Looking over the Neutrinos thread started by ERISLOVER,
CHRONOS stated that the neutrino has a mass of 3 electron volts. I infer that 1 eV is the smallest possible unit of weight…correct?
If so, how many eVs make up one Planck Mass?
(I havent found a good site with a conversion table).
BTW…one quark volt=1/3 eV ,right? Or does that not work, since individual quarks can’t be isolated?
I think you are mixing up charge and energy. An electron volt isn’t anything special, it is just a convient unit on the atomic scale. It represents the amount of energy required to move an electron through a potential of one volt. You could certainly move an electron through a potential smaller than one volt, so energies of less than one electron volt are possible.

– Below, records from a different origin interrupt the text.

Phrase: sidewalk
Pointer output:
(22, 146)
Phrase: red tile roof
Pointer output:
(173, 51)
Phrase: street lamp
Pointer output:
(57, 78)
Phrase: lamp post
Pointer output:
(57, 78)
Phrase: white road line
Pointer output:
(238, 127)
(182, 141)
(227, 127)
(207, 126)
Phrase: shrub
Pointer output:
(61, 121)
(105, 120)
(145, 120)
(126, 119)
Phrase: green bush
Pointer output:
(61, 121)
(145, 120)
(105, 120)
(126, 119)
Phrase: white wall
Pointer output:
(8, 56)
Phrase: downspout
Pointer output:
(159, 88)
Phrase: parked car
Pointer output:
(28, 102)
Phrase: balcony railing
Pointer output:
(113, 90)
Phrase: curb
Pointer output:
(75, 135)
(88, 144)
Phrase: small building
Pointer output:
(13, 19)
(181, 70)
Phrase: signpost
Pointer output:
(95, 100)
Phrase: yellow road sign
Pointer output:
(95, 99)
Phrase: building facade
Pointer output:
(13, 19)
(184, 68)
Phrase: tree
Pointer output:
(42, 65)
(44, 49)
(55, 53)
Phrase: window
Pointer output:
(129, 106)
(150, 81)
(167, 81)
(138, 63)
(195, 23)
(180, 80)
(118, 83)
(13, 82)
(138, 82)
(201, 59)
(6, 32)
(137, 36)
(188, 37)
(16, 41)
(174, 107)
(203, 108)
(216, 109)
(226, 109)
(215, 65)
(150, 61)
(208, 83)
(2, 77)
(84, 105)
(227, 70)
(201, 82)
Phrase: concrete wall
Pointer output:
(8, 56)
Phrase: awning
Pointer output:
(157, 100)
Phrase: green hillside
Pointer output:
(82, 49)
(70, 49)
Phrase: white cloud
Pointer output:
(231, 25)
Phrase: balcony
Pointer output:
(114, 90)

Quarks are much more massive than 1/3 eV, although quarks do have fractional charges in thirds. Quarks have masses in the millions to billions of electron volts. An electron is about 510,000 eV. I doubt there are any particles we could detect that are less massive than a neutrino. It is so close to zero that it was assumed for some time to have no mass.
However, I don’t know of any theoretical lower limit on mass, except for the Standard Model. The model, when perfected, will give a map for all particles and explain why they have the mass they do. The least massive particle in the model will have the lowest mass possible, simply because no particles exist that are lower.
I read in a newspaper a few days ago that an neutrino detection experiment had cast doubt on the Standard Model. Knowing the ability of the media to talk bollocks when it comes to science, and having read this article, I’m none the wiser. I’ve no great understanding of the SM (read none), so what gives? Is it dead, in need of modification or does it explain these results?